A new law in the European Union is in the early stages of being implemented that will require, as Margot Patrick and Juliet Samuel write in their Wall Street Journal article, New Rules Reshape Research Sector, “investment managers, such as those at hedge funds, to pay specifically for any analyst research or services they receive.” Some people are claiming that this law will be good by fixing an old outdated system where as Matt Levine writes in his article, Valuing Analysts and Hedging Death, “High finance operates on basically a gift economy, in which many goods and services — sports tickets, strategic advice, jobs for relatives, investment banking research — are given away to create goodwill in the recipient. The recipient is then supposed to reward the donor with lucrative merger mandates or trading commissions, but not in a straightforward transactional way. That would be crass. This is about relationships, not a mechanical balancing of accounts.” While I agree that this system is outdated, I am going to argue that this new law is going to lead to less regulated markets in two distinct unintended ways that create a system worse off than before.


The first unintended consequence of this law will be that some people and organizations will get information before others. Whoever pays the most will have first access to research and therefore be able to act on this research before others. This will create an even greater imbalance in the stock market towards large institutional investors (such as hedge funds) over individuals. The large hedge funds will be able to pay the most for this research and act upon it before others may even receive this research. This will lead to a market where firms pay extra to have these research reports before their competitors. You could have already purchased a report, but not received it because your competitor paid twice as much to receive it before you. This will create an imbalance and a largely unregulated market of firms having access to more resources and research than their competitors, not leveling the playing field in the slightest.

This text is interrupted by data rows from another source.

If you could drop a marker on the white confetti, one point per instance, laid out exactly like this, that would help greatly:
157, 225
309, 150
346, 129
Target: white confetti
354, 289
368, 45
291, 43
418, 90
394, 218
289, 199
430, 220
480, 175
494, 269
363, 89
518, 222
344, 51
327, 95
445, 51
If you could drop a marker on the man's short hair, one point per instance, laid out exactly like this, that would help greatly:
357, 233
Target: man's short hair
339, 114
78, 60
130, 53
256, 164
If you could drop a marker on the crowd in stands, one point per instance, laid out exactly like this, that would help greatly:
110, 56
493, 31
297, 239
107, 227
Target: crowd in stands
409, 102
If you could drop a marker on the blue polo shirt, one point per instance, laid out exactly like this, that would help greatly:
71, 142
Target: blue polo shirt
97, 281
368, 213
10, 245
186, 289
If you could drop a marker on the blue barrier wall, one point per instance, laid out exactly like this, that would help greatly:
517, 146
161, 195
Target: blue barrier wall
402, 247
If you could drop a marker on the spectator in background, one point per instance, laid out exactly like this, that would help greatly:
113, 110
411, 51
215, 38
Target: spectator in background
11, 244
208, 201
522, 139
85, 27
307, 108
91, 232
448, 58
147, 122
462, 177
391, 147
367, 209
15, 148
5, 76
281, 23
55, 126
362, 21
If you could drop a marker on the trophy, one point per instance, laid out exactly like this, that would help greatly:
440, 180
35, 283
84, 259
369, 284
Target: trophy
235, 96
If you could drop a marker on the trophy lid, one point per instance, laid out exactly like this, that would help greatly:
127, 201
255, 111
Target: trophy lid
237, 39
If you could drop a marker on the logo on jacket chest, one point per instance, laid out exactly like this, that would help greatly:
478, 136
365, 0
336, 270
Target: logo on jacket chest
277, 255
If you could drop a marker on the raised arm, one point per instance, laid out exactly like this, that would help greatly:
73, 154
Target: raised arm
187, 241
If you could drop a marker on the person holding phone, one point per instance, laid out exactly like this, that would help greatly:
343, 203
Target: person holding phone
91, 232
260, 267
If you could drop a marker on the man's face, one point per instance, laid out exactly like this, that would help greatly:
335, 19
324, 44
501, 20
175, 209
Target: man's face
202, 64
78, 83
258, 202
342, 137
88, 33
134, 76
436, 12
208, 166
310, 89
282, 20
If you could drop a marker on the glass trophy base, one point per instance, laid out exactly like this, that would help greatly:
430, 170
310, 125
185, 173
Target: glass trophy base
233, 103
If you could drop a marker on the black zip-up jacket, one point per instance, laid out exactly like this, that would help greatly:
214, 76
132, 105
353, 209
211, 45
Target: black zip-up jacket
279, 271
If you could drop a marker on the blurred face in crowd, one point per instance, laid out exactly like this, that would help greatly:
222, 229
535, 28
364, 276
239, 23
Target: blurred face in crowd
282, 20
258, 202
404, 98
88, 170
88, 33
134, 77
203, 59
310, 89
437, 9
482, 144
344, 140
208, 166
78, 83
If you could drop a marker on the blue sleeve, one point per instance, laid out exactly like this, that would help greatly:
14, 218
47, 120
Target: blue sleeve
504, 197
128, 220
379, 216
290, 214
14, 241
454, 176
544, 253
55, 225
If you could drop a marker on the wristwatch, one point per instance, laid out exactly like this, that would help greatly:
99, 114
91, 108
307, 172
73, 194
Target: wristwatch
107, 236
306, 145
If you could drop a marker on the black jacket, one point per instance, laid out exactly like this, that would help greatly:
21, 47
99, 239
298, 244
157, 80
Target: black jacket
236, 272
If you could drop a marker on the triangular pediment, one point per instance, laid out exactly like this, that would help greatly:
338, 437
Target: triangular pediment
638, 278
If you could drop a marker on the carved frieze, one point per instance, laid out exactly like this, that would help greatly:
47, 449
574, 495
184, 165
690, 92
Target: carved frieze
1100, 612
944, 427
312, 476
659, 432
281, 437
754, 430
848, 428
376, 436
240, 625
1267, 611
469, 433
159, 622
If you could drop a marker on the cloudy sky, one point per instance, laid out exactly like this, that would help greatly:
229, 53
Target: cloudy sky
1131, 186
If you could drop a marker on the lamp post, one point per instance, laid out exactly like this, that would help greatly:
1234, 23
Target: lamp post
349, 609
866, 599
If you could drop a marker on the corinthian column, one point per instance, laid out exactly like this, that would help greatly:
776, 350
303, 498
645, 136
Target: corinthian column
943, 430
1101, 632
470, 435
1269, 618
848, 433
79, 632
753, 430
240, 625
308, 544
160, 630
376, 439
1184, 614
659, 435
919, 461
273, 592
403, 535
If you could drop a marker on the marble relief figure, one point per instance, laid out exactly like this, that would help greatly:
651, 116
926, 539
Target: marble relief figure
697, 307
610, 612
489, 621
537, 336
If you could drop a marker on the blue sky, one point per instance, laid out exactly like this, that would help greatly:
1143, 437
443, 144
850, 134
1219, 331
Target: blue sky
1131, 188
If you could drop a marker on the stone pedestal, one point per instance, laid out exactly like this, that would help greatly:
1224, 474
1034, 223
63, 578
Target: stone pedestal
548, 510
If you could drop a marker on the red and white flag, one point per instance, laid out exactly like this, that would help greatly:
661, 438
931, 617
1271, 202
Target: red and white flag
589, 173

The second consequence of this law will be that it “could be most damaging for small brokers, particularly those specializing in less-traded stocks from smaller companies. Those brokers could end up out of business, if money managers use less research and fewer providers, industry officials said.” This will not only be devastating for smaller brokers, but will create a relatively large sector of smaller companies whose stocks don’t trade as frequently largely unregulated. This will leave certain companies without any research done on them, which could potentially leave companies susceptible to being part of a bubble because of lack of research on them. At the very least this lack of research will reduce the amount of transparency in this part of the market, the opposite effect of this new law.